We’ve now looked at the major models and concepts associated with periodisation and started to break down how some of the most popular powerlifting programmes may be classified.
Now we’ll sharpen our focus on some of these programmes and explain their premise in a little more depth.
Basic linear programmes
Generally considered to be the entry point into ‘proper’ strength training, these programmes keep it nice and simple.
- Train full body, three times a week
- Train the big lifts, don’t worry about assistance work
- Start light, focus on technique
- Add load each session
Stronglifts 5 x 5
Stronglifts cycles two full-body sessions (A and B) performed three times per week. Session A consists of 5 working sets of 5 repetitions on the squat, bench press and barbell row. Session B consists of 5 sets of 5 of the squat and overhead press, and 1 set of 5 of the deadlift.

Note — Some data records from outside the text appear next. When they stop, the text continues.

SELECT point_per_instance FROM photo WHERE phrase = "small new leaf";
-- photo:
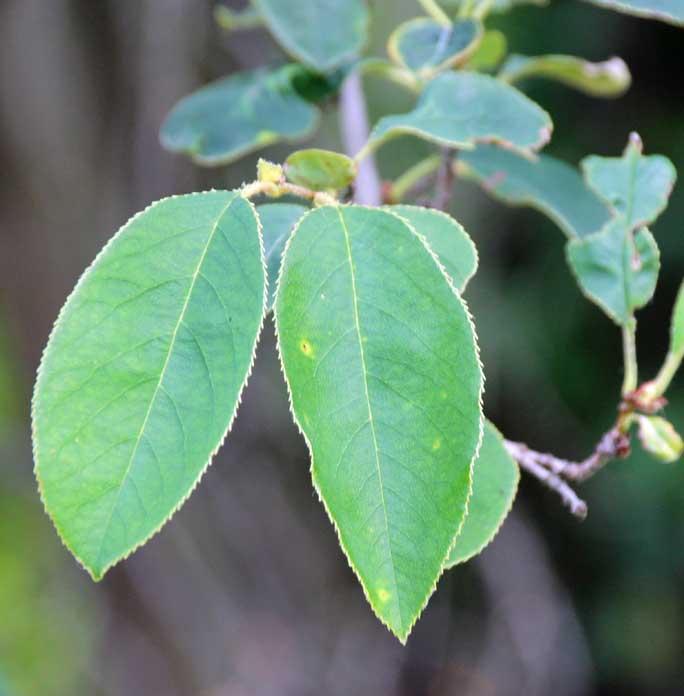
(142, 375)
(659, 438)
(381, 361)
(610, 78)
(495, 484)
(320, 170)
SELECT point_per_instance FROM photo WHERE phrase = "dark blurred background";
(246, 591)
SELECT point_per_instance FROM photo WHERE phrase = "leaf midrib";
(162, 374)
(370, 410)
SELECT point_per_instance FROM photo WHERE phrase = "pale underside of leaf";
(143, 372)
(381, 363)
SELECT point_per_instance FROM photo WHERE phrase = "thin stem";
(631, 378)
(436, 12)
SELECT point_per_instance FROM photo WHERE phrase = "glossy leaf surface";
(381, 362)
(322, 34)
(462, 109)
(495, 483)
(448, 240)
(547, 184)
(143, 372)
(611, 78)
(238, 114)
(424, 45)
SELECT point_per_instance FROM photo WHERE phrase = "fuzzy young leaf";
(671, 11)
(495, 483)
(610, 78)
(448, 240)
(322, 34)
(616, 268)
(547, 184)
(659, 438)
(277, 222)
(425, 46)
(320, 169)
(382, 366)
(462, 109)
(637, 187)
(143, 372)
(239, 114)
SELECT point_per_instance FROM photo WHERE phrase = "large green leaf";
(143, 372)
(448, 240)
(495, 483)
(424, 46)
(462, 109)
(637, 187)
(323, 34)
(381, 361)
(277, 222)
(616, 268)
(238, 114)
(611, 78)
(547, 184)
(671, 11)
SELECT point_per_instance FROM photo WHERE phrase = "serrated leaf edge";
(34, 400)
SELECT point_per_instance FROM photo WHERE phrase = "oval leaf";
(611, 78)
(320, 169)
(547, 184)
(381, 362)
(462, 109)
(239, 114)
(425, 46)
(448, 240)
(323, 34)
(495, 483)
(277, 222)
(143, 372)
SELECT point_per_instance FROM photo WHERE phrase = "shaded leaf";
(671, 11)
(238, 114)
(143, 372)
(277, 222)
(322, 34)
(462, 109)
(382, 366)
(495, 484)
(637, 187)
(320, 170)
(448, 240)
(659, 438)
(547, 184)
(616, 268)
(425, 46)
(611, 78)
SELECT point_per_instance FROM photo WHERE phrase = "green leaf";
(611, 78)
(547, 184)
(143, 372)
(322, 34)
(425, 46)
(659, 438)
(462, 109)
(490, 52)
(671, 11)
(448, 240)
(238, 114)
(677, 325)
(381, 361)
(616, 268)
(495, 484)
(636, 187)
(277, 222)
(320, 169)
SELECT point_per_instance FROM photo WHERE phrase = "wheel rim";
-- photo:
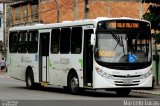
(74, 84)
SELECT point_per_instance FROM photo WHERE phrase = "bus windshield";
(112, 47)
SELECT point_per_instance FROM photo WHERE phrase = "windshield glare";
(123, 48)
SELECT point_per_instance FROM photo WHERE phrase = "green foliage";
(153, 15)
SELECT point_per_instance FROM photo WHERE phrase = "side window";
(33, 42)
(76, 40)
(65, 40)
(13, 42)
(55, 40)
(22, 47)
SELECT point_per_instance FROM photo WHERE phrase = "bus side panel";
(14, 68)
(18, 64)
(60, 65)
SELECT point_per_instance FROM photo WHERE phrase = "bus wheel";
(29, 80)
(74, 84)
(123, 92)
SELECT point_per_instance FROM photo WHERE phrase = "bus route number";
(64, 61)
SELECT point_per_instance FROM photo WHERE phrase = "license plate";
(127, 81)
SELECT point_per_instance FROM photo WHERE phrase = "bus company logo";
(128, 76)
(25, 59)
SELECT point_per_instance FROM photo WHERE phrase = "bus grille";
(125, 76)
(121, 83)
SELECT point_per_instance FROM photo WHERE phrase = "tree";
(153, 13)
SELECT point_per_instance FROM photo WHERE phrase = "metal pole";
(57, 3)
(140, 9)
(75, 10)
(108, 8)
(4, 29)
(86, 9)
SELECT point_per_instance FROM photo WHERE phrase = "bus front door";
(43, 56)
(87, 58)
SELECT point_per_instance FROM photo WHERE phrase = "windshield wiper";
(118, 40)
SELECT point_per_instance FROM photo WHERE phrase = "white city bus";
(102, 53)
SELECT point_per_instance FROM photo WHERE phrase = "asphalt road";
(11, 89)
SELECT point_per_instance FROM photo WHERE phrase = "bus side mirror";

Progression is achieved linearly by increasing the load in small increments (2.5 – 5 kg) each session, with lifters advised to begin the programme at 50% of 5RM.
Also a basic linear programme cycling two full-body sessions (A and B) performed three times per week. Session A consists of 3 working sets of 5 repetitions of the squat and overhead press, followed by 1 set of 5 of the deadlift. In session B the overhead press is substituted with the bench press. This programme continues until the load for the deadlift exceeds the load using for the squat. At this point, the deadlift in session B is replaced by 5 sets of 3 of the power clean.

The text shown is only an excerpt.